Asimismo, se regula la posibilidad de constituir fideicomisos de garantía con bienes de capital beneficiados por el régimen, requiriéndose autorización expresa del Ministerio de Industria y Comercio, previa recomendación del Consejo de Inversiones.

Los bienes de capital beneficiados por la Ley de Inversiones están consignados en un anexo de la resolución biministerial. A efectos de la liberación impositiva, se admite una variación de hasta el 20% en el valor de importación; si se supera dicho límite, deberán abonarse los tributos sobre el monto excedente.

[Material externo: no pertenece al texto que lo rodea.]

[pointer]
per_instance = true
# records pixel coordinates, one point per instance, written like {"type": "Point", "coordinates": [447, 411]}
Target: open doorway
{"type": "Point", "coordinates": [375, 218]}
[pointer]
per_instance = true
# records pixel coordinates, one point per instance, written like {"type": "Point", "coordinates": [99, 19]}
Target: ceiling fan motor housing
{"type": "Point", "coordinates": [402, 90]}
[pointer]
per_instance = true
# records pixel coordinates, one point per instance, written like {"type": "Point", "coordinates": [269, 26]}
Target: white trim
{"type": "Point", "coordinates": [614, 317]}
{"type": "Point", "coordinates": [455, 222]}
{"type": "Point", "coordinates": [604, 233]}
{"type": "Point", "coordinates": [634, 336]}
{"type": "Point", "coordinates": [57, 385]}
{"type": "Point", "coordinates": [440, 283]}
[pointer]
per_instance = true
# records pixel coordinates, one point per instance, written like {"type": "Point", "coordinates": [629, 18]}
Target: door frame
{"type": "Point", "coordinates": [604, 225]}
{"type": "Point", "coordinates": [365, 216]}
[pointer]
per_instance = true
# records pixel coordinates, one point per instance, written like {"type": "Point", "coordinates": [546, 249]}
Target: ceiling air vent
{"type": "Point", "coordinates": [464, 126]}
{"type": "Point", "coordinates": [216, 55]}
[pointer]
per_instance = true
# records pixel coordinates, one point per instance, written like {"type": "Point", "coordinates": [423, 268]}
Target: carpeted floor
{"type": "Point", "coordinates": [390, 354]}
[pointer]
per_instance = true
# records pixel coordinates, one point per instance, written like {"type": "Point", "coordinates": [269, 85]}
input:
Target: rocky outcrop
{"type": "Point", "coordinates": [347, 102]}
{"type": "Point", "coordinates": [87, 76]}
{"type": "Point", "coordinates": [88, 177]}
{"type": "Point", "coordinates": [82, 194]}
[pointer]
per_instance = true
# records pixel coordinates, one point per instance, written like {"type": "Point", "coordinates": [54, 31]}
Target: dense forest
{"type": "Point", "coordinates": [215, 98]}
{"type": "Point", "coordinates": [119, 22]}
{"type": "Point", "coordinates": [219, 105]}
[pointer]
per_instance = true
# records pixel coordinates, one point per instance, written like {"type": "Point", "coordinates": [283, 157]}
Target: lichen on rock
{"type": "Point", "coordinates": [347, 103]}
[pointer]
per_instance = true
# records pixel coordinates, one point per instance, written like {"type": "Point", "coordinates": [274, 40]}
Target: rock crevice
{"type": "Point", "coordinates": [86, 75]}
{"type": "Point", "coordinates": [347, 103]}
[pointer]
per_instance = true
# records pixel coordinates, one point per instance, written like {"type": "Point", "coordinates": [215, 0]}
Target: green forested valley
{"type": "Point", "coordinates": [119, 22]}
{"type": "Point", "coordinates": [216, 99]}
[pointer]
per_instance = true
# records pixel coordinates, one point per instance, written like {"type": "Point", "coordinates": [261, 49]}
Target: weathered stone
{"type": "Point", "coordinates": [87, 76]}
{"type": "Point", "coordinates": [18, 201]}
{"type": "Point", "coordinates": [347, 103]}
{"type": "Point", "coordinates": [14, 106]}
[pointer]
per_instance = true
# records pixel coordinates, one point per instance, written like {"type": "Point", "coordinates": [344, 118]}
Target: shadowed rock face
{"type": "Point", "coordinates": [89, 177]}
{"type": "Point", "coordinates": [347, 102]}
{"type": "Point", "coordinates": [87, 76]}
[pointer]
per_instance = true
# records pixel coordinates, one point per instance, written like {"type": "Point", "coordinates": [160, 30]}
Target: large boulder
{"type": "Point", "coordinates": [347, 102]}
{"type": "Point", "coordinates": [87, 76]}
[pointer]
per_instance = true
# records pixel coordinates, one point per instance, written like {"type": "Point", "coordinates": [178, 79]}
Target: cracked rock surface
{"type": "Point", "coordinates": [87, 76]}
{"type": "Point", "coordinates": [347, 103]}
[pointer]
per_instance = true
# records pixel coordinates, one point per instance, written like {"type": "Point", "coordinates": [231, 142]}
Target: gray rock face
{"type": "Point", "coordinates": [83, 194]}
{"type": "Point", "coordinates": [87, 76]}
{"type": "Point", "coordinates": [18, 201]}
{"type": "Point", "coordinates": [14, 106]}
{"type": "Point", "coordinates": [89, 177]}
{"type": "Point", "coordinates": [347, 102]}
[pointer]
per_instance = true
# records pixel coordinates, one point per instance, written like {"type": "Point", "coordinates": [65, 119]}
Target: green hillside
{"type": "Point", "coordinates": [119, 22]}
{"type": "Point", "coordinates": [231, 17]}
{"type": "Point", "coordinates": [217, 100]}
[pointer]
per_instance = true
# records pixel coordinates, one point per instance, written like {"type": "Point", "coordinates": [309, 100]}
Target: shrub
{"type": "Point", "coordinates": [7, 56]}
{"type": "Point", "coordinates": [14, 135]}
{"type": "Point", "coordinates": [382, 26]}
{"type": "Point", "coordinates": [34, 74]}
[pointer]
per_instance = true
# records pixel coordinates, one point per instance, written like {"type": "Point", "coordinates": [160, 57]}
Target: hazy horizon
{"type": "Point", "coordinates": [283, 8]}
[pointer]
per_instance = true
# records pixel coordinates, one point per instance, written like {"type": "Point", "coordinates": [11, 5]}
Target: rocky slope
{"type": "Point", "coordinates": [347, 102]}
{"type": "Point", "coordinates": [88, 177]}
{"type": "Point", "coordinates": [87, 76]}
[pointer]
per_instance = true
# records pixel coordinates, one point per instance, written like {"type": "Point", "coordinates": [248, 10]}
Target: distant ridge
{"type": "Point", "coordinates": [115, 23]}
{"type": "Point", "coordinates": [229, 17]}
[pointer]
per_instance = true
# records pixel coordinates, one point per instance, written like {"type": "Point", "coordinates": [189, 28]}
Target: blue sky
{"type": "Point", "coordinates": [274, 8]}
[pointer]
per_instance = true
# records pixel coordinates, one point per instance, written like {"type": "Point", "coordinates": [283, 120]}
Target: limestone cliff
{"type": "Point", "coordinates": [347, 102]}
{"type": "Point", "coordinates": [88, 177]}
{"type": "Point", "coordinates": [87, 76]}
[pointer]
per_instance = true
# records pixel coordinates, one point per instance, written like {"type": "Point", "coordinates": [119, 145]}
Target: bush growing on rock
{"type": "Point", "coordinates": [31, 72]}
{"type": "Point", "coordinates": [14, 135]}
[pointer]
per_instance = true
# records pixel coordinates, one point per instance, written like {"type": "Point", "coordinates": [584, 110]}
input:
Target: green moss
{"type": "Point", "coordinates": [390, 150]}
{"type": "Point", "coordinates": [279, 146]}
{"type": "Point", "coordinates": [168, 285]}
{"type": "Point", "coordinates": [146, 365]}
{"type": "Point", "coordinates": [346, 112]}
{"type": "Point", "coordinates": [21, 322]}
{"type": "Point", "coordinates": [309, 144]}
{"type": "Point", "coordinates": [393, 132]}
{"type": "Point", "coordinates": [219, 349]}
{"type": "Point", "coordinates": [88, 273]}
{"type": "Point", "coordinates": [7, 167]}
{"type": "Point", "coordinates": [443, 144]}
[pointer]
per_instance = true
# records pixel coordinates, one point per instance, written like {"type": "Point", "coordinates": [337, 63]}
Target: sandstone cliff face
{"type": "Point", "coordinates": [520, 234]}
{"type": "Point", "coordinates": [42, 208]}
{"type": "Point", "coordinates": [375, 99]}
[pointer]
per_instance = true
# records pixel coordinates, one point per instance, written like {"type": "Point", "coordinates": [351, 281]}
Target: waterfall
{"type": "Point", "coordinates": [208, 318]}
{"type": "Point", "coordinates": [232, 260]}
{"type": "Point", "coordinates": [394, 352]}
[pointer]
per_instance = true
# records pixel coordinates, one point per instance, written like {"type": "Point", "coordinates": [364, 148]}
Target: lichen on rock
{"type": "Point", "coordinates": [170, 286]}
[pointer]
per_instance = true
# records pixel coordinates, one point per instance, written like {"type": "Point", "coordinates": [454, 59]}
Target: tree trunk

El Decreto dispone, además, que se consideran inversiones computables aquellas realizadas en activos tangibles, activos intangibles y bienes con innovación tecnológica vinculados al proceso productivo.

En ese sentido, pueden incluirse: (i) inversiones realizadas hasta 24 (veinticuatro) meses antes de la solicitud en terrenos y obras civiles; (ii) hasta 36 (treinta y seis) meses antes en patentes, licencias y software; y (iii) hasta 6 (seis) meses antes en bienes con innovación tecnológica.

Finalmente, los beneficiarios quedan sujetos a un régimen de monitoreo y fiscalización, debiendo presentar informes periódicos sobre la ejecución del proyecto, la inversión efectivamente realizada y el uso de los beneficios fiscales otorgados.